The LernFFZ project uses a modified manual industrial truck to record the behavior of drivers in different situations. This is equipped with a variety of sensors such as RGB-D cameras and lidar sensors for environment recognition and detection. It also uses industrial truck-specific information such as steering angle and speed as well as the current position in space. In addition to recording the driving data on the real vehicle, scientists at IPH – Institut für Integrierte Produktion Hannover gGmbH are also creating a digital twin of the industrial truck in a simulation environment. In conjunction with a physical simulator, this enables the flexible recording of synthetic driving data in a laboratory-like environment. A wide variety of situations and tasks can be easily recreated in the simulation environment and presented to the drivers.
The focus is also on specifying and defining suitable interfaces for the sensors used and the input and output devices. This is particularly important for the seamless fusion of synthetic and real data into a common data set. For this purpose, the Robotics Operating System (ROS) is used, which allows a uniform definition of interfaces in the form of a standardized message protocol due to its modularity. The aim is to be able to exchange the digital twin and the real industrial truck with each other at any time.
Transferring knowledge to the automated FFZ
By merging the real and synthetic driving data, a complex data set is created that reflects the expert knowledge and serves as the basis for training an AI model. This AI model will then enable the automated industrial truck to pick up load carriers autonomously. Scientists at the Institute of Transport and Automation Technology (ITA) at Leibniz University Hannover are working on the selection and adaptation of suitable machine learning algorithms.

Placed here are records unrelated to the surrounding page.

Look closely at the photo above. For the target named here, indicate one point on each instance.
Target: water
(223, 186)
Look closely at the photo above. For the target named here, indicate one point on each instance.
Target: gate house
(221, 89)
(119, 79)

Possible approaches include supervised learning, such as behavioral cloning, in which a model learns human behavior directly from sample data in order to perform the same actions in a given environment. Alternatively, methods from reinforcement and imitation learning can be combined to create inverse reinforcement learning. In this case, a reward function is first learned from the recorded example data in order to subsequently learn a rule for the underlying driving task with the help of an agent. From this, the implicit goals of the expert can be modeled and reproduced.
In both cases, the digital twin is used in the simulation environment to test and evaluate the trained AI models before they are transferred to the real automated industrial truck. Standardized interfaces make it possible to exchange the application environment (digital twin or real industrial truck) without additional adaptation effort.
In this context, however, the so-called sim-to-real transfer represents a challenge in the LernFFZ project. In this process, this means transferring the AI models that have been pre-trained and evaluated in a simulation environment to the real, physical system.
An important contribution to the shortage of skilled workers
In the LernFFZ project, scientists from the ITA and IPH are conducting research together with numerous industrial companies, including Still GmbH and software developer 3++.
The chosen approach of mapping the expert knowledge of qualified industrial truck operators in a model enables automated industrial trucks to solve even complex processes independently. This directly counteracts the constantly growing shortage of skilled workers. In addition, this approach enables automated industrial trucks to learn human behavior in safety-critical situations as well as picking tasks.